“I just need AT&T to lower the service fees a little bit.”
“Don’t count on it.”
While these words could have been shared between any two people with a cell phone and a healthy suspicion of their cell phone operators, this lighthearted exchange actually took place in December between Doug Garland, vice president of product management at Google, and AT&T President of Emerging Devices Glen Lurie during a panel discussion on how Silicon Valley can make money from broadband and mobility.
Garland’s crack came while talking about expenses stemming from outfitting his children with the mobile data-connected devices they craved. However, he was also making the point that device manufacturers, independent software makers, and Web-based service companies need a critical mass of users to become mobile Web users to consume the products and services they develop. In this way everyone can make a little money from the mobile Internet–something hardly anyone is doing now.
Unfortunately, carriers are getting in the way of this happening.
Lurie’s response, while not unexpected, was disappointing. To be sure, AT&T has spent a lot of money upgrading its mobile data network in the last few years, laying the groundwork for the company’s forthcoming migration first to HSPA+ and then to LTE for faster mobile data rates. Off the cuff, Lurie estimated AT&T has spent $30 billion on network improvements since Cingular bought AT&T Wireless back in 2004. Of course the company wants to recoup their investment, but the current prices bar the doors from most people ever becoming customers at all and keeps those who can afford some connectivity from extending their reach to a greater range of devices and services.
As such, AT&T and other major U.S. carriers are doing no favors with their current mobile data pricing structures. Potential customers can’t afford to connect many devices, and software and service suppliers don’t have the money to innovate because it’s unlikely they will make money without those customers on board.
Depending on the device, mobile broadband fees range from $20 to $60 per device, no matter how many devices are connected or how little traffic each device generates. The going rate of $60 for 5 GB of monthly data to a single laptop is expensive, but $240 to outfit each member of a family of four with that service is insane. For the plethora of other mobile device types that could benefit from always-on connectivity (GPS, digital cameras, gaming platforms, netbooks, or even picture frames), there may not be any pricing model at all right now.

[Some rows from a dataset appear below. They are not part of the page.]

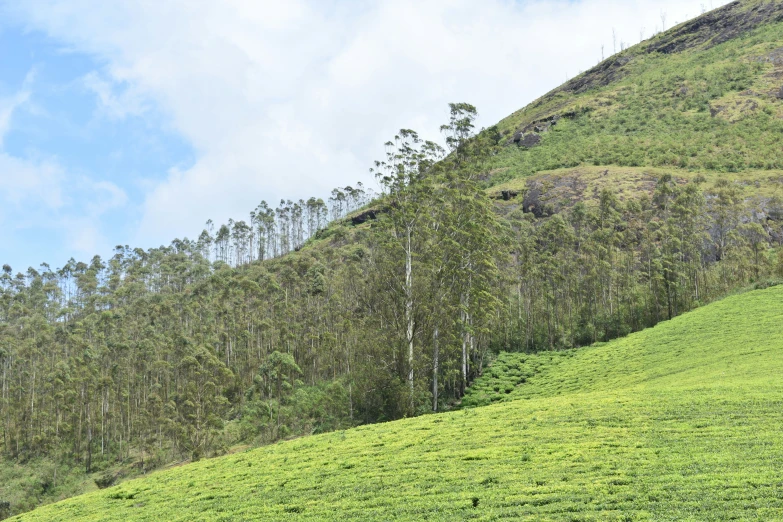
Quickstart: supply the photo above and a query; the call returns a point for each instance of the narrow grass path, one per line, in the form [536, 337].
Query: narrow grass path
[683, 421]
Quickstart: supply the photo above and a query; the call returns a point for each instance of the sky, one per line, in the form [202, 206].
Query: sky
[133, 123]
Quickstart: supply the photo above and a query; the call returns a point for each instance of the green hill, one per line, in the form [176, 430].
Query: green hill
[703, 97]
[648, 186]
[678, 422]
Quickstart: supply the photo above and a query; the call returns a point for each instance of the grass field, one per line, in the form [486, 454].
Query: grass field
[683, 421]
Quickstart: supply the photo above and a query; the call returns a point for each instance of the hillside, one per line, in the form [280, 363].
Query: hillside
[705, 96]
[646, 187]
[678, 422]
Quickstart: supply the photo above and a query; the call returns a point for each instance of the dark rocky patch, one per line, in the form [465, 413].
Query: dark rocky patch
[365, 216]
[716, 27]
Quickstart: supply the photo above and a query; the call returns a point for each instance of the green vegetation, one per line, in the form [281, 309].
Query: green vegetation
[644, 188]
[682, 421]
[706, 107]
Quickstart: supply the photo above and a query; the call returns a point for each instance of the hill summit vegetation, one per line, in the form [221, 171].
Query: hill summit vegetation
[639, 190]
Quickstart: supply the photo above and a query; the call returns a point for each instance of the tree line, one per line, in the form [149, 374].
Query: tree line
[183, 350]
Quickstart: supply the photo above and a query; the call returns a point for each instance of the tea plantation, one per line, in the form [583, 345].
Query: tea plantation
[683, 421]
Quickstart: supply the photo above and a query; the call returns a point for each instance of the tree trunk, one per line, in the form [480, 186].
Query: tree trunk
[435, 364]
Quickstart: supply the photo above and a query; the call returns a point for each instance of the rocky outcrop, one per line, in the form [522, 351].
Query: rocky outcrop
[716, 27]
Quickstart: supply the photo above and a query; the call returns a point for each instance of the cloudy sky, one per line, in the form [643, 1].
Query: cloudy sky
[134, 122]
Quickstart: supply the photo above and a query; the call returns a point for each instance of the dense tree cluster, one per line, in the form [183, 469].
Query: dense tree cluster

At the very least, I would think about paying $60 for a data plan, as long as I could link multiple devices to a single plan – one that allowed me to share a 25 GB bucket across 5 different devices. It would be even better if the devices are operator-neutral, unlocked so I could take the whole kit to a different carrier if I wanted to.

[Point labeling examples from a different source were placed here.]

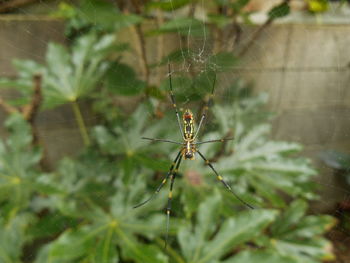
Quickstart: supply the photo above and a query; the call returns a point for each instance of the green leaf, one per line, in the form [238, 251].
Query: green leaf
[238, 5]
[259, 257]
[318, 6]
[236, 231]
[13, 236]
[219, 20]
[106, 16]
[18, 165]
[199, 245]
[279, 11]
[168, 5]
[291, 216]
[72, 74]
[121, 79]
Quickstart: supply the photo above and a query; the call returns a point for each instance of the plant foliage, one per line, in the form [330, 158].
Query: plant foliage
[81, 210]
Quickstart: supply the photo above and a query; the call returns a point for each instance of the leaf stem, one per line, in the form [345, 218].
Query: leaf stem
[80, 122]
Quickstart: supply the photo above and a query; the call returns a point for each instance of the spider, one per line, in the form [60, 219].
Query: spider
[187, 151]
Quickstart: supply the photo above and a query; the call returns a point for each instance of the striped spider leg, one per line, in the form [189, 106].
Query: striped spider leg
[187, 151]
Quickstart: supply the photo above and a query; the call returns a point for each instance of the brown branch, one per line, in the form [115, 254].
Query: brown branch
[142, 42]
[10, 5]
[257, 33]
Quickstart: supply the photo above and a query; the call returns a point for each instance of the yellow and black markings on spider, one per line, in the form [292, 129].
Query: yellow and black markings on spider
[187, 151]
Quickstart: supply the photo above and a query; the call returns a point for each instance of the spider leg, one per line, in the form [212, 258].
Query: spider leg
[170, 197]
[173, 101]
[160, 140]
[206, 107]
[162, 183]
[218, 140]
[222, 180]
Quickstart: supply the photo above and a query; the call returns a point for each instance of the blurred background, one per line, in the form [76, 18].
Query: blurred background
[82, 81]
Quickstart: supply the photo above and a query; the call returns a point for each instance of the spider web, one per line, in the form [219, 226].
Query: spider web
[291, 103]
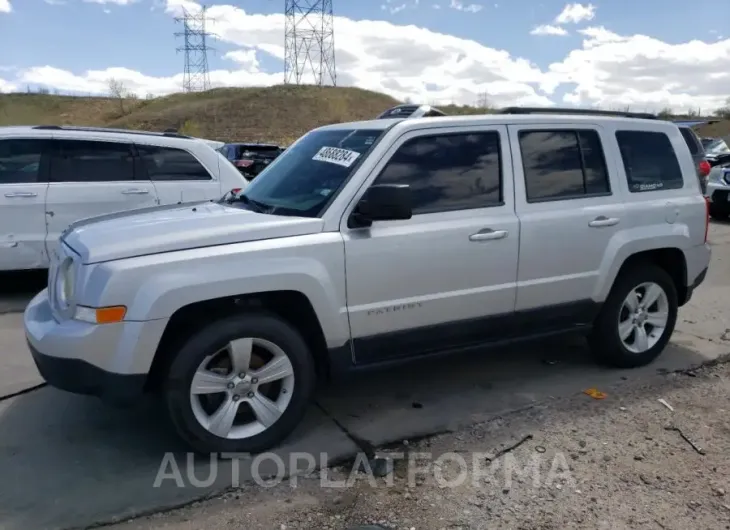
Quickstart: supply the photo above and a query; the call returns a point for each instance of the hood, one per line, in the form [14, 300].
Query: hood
[178, 227]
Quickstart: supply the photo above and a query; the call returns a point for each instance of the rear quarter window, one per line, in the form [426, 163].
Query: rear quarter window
[649, 161]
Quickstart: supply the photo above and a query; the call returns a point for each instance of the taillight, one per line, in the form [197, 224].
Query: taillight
[705, 168]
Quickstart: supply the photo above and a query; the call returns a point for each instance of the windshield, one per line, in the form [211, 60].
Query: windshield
[719, 147]
[307, 175]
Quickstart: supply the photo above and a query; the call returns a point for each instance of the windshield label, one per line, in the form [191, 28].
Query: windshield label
[336, 155]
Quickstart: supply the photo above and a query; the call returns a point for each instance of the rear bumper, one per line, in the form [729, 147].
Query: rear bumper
[695, 284]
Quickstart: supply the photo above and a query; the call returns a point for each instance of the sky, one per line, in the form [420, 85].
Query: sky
[640, 54]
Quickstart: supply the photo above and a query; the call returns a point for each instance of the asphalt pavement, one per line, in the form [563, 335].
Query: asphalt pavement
[70, 461]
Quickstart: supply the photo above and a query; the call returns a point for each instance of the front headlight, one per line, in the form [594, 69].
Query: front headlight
[100, 315]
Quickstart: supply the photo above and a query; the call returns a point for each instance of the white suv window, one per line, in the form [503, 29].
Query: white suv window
[649, 160]
[20, 161]
[563, 164]
[91, 161]
[448, 172]
[168, 163]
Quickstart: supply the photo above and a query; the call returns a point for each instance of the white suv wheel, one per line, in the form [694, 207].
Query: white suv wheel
[243, 389]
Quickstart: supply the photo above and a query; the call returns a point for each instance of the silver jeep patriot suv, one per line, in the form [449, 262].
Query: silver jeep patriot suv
[372, 243]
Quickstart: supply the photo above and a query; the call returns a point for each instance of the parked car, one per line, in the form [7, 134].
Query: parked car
[408, 110]
[698, 154]
[251, 159]
[373, 243]
[215, 144]
[718, 152]
[51, 176]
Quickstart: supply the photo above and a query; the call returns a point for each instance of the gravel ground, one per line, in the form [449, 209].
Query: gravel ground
[620, 462]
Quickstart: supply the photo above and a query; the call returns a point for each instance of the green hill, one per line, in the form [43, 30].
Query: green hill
[277, 114]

For the most part, major U.S. carriers don’t seem interested in letting users share data service plans across multiple devices. In a quick survey of the four major carriers around San Francisco, I found only Sprint currently offering a data plan designed to be shared across devices. The company’s Everything Data plan provides two lines with Web and e-mail connectivity plus 1,500 minutes of shared voice services for $130, which rounds out to about $105 for voice service and only $25 for data.
For two lines, that sounds more like it. Sadly, that price is far from the norm.
Lurie indicated that AT&T has some transaction-based billing schemes in the works that could be appropriate for a variety of Internet-connected devices, plans that presumably will allow the carrier to charge for connectivity per bit or event. While such an offering is a start, there remains much room for carriers to innovate with their service offerings, allowing customers to have a richer mobile Internet experience with the devices of their choice and letting software and service vendors innovate and capitalize on the influx of newly connected users.